Cette sexagénaire, admise pour une plaie au pied, a été découverte morte en salle d’attente six heures plus tard. Pour les syndicats, cette mort montre la saturation des hôpitaux parisiens.Pour les syndicats, ce décès doit faire s’interroger sur la saturation des urgences parisiennes, alors qu’en novembre dernier les urgences de l’Hôtel-Dieu ont dû fermer leurs portes.

Une femme de 61 ans est morte samedi dans la salle d’attente des urgences de l’hôpital Cochin et l’alerte n’a été donnée qu’au terme de six heures d’attente, a révélé mercredi la branche CGT de l’établissement.

Suivie à l’hôpital psychiatrique de Sainte-Anne, la patiente a été conduite à Cochin pour une plaie au pied.

Après une première observation, elle est installée vers 16h30 en salle d’attente dans un fauteuil roulant à proximité des soignants.
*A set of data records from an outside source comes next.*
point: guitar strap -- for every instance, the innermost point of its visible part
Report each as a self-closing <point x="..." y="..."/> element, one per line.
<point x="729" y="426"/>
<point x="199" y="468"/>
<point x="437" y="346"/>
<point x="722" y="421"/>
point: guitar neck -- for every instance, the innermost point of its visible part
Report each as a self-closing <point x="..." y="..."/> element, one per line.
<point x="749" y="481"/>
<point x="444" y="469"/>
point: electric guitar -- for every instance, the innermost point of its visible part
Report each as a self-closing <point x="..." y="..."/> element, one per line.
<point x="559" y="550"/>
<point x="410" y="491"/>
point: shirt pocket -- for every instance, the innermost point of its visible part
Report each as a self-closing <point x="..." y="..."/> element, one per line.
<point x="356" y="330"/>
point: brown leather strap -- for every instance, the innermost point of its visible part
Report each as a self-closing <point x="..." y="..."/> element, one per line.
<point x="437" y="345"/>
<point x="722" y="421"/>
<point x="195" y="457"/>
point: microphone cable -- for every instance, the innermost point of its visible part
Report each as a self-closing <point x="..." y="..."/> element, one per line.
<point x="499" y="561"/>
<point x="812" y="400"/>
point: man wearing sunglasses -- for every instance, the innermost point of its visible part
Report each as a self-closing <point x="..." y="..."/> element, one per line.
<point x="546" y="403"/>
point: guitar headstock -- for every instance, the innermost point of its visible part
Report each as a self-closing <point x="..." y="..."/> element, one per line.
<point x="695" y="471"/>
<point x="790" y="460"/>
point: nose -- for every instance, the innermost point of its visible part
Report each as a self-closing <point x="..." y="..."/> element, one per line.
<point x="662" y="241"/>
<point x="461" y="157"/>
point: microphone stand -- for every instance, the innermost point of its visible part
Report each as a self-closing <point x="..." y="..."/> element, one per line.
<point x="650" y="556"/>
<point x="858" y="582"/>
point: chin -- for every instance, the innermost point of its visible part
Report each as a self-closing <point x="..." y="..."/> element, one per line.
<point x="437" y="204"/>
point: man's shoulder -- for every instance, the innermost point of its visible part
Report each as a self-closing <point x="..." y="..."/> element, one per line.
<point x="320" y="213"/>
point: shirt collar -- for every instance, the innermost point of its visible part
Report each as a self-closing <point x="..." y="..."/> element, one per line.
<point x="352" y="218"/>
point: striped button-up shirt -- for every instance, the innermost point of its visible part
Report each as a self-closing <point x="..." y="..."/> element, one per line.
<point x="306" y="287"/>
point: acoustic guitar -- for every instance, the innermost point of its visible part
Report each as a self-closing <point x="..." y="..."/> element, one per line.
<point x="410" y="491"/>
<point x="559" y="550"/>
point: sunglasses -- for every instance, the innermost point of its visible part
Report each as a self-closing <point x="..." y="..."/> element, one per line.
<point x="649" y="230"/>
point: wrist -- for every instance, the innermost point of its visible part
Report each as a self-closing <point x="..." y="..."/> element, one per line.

Une demi-heure après son admission, elle est appelée plusieurs fois pour être examinée mais elle ne répond pas.

Son nom est rayé de la liste.

C’est seulement à 21 heures, quand l’équipe de nuit des urgentistes prend sa garde, que la sexagénaire est découverte inanimée. Les médecins pensent qu’elle s’est endormie mais réalisent que la patiente est morte.
«C’est grave mais des gens meurent tous les jours aux urgences»

La cause du décès n’a pas encore été établie mais la piste d’un arrêt cardiaque est avancée. Pour la CGT, cette mort n’est pas forcément la conséquence d’une erreur de prise en charge mais le syndicat se demande si cette femme serait toujours en vie si elle avait été soignée immédiatement. «Il n’est pas normal d’attendre six heures aux urgences mais c’est devenu un fait courant», a déploré Marise Dantin, secrétaire générale CGT de l’hôpital Cochin sur RTL.

La CGT pointe du doigt l’impact de la fermeture cet automne des urgences de l’Hôtel-Dieu: depuis novembre dernier les urgences de Cochin accueillent une trentaine de patients supplémentaires chaque jour avec un pic très net d’affluence le week-end.

Pour l’AP-HP, «il n’y a pas eu de faute de soins. Les choses ont été faites correctement: les effectifs étaient au complet et l’activité du service était dans la moyenne de celle observée ces dernières semaines». Et d’ajouter: «C’est grave mais des gens meurent tous les jours aux urgences». Pour la CGT, tous les services d’urgences parisiens sont au bord de l’implosion avec plus de 50.000 passages par an. Lundi, le nouveau patron de l’AP-HP

Martin Hirsch a promis de dresser à la fin de l’hiver le bilan de la fermeture des urgences de l’Hôtel-Dieu.